Pero la metamorfosis más significativa es la extensión de la pobreza, que hace veinte años era menos visible y producía un efecto de impacto y escándalo. “Bajo tierra, en el estrecho espacio del vagón donde hay que levantar la voz para hacerse oír –describe–, las crueldades de la vida social saltan a la vista, y las miradas se desvían, molestas, exasperadas y un poco avergonzadas.” El antropólogo de lo cotidiano pone el dedo en la llaga de una paradoja: que sean aquellos para los que el metro es ante todo un territorio de supervivencia, donde pueden sacar unas cuantas monedas, los que han sido transformados en emisarios del turismo cultural. “El espectáculo de los SDF (sin domicilio fijo) que propone regímenes adelgazantes o guías históricas del metro por dos euros no resulta mucho más chocante que el de los vendedores o vendedoras que comercializan productos de lujo inaccesibles para ellos”, cuestiona Augé. Los SDF quizá “nos estén ayudando a comprender que lo paradójico es la norma”.

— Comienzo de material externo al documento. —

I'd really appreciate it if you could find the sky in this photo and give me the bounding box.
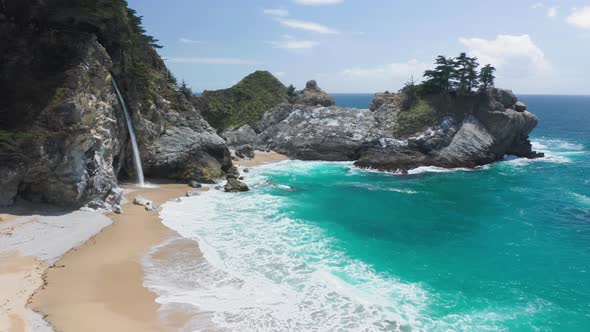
[127,0,590,94]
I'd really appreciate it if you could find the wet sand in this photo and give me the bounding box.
[235,150,289,167]
[30,182,194,332]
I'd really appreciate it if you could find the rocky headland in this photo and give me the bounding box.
[221,80,543,172]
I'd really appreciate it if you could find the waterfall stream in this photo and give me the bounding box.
[112,77,145,186]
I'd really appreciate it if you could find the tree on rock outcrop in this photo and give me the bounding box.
[286,84,297,99]
[453,53,479,95]
[479,64,496,89]
[423,56,456,94]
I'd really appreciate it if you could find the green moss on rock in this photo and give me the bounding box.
[393,99,437,136]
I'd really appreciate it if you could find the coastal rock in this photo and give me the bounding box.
[490,88,518,109]
[245,88,541,171]
[292,80,335,107]
[113,205,123,214]
[223,124,258,146]
[515,101,527,112]
[369,92,400,113]
[235,145,255,159]
[134,196,159,211]
[253,104,390,160]
[224,178,249,192]
[188,181,202,188]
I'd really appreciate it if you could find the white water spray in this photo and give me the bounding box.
[112,77,145,186]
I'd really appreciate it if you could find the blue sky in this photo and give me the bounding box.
[127,0,590,94]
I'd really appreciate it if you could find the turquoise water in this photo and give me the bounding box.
[151,95,590,331]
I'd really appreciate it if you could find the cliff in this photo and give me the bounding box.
[0,0,231,207]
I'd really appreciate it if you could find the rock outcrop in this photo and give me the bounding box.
[291,80,335,107]
[193,71,288,130]
[369,91,400,113]
[0,0,231,207]
[227,88,542,171]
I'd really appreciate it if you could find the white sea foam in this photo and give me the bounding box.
[501,138,586,168]
[572,192,590,208]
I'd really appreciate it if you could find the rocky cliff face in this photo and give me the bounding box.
[0,0,231,207]
[225,85,542,172]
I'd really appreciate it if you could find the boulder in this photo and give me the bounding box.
[292,80,335,107]
[223,125,257,146]
[235,145,255,159]
[188,181,202,188]
[515,101,527,112]
[224,178,249,192]
[133,196,152,207]
[489,88,518,109]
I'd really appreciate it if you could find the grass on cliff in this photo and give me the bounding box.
[200,71,287,130]
[393,99,437,136]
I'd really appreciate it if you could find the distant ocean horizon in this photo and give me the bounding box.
[146,95,590,331]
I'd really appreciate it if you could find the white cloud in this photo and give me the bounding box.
[341,59,428,81]
[459,34,550,78]
[547,6,558,18]
[294,0,343,5]
[165,57,258,65]
[263,9,289,17]
[278,18,339,34]
[531,2,544,9]
[566,6,590,29]
[269,38,319,50]
[179,37,200,44]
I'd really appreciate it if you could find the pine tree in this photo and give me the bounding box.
[453,53,479,95]
[479,64,496,89]
[179,80,193,98]
[286,84,296,97]
[423,56,456,93]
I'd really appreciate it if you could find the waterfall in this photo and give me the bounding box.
[112,77,145,186]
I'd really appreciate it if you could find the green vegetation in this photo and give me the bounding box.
[72,0,179,106]
[421,53,494,95]
[479,64,496,89]
[393,99,436,136]
[286,84,297,98]
[179,80,193,99]
[201,71,287,130]
[49,87,68,108]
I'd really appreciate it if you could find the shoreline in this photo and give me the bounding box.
[0,150,288,332]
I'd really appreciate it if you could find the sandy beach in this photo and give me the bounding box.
[0,151,288,332]
[235,150,289,167]
[30,182,194,332]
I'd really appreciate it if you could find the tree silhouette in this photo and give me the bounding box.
[423,56,456,94]
[286,84,297,97]
[453,52,479,95]
[179,80,193,98]
[479,64,496,89]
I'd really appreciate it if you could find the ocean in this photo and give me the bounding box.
[145,94,590,331]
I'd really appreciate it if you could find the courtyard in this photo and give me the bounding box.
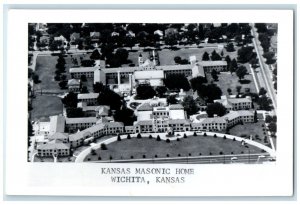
[84,133,262,161]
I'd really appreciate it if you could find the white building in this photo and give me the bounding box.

En “Contemporáneos”, la tercera y última parte, Augé se pregunta quiénes son sus contemporáneos, en qué piensan y qué sienten. Como en el film de Laurent Cantet, Entre los muros, donde el aula de una escuela de los suburbios parisinos opera como una caja de resonancia de los conflictos de la Francia contemporánea, el metro también es un mosaico multiétnico, un laboratorio social donde los jóvenes, opina el antropólogo, tendrán que resolver sus problemas. “Lo que descubro con ellos en el metro es la extraña alianza de la juventud, la pobreza y la modernidad”, admite antes de “invertir” los términos de esa marginación. El “excluido”, sugiere en sintonía con Michel Leiris, el que “no pega con la época”, es Augé. Esta sensación guía al autor de El tiempo en ruinas, Ficciones de fin de siglo y La guerra de los sueños hacia el interrogante sobre lo que caracteriza a una época. Una respuesta posible la encuentra en la historia del arte, en la obra de Manet: hay que adelantarse a su tiempo para ser plenamente de su tiempo. Quizá sea el detalle lo que caracteriza las épocas, cuando la aceleración de la historia ya no proporciona referencias más que para períodos cada vez más cortos. La evidencia de las presencias singulares, múltiples y distintas, se traduce en la proliferación de detalles en el metro: la ropa, los peinados, las joyas, el piercing, los tatuajes, el equipo tecnológico en constante evolución, son principios de relato para el observador; ponen en escena al individuo.
Un aro en la oreja o una mecha coloreada, observa Augé, son “ejemplares de la rápida banalización de las ‘excentricidades’ de ayer y, más aún, de la feroz pretensión a la soberanía individual que les anima”. Fuente de detalles de un fenómeno social que es a la vez una mina novelesca, el metro es un río que no se agota. A través de ese río, el antropólogo de lo cotidiano vislumbra la oportunidad, si Leiris tiene razón, “de seguir siendo de su tiempo, es decir, de seguir estando, un poco más todavía, en el tiempo”.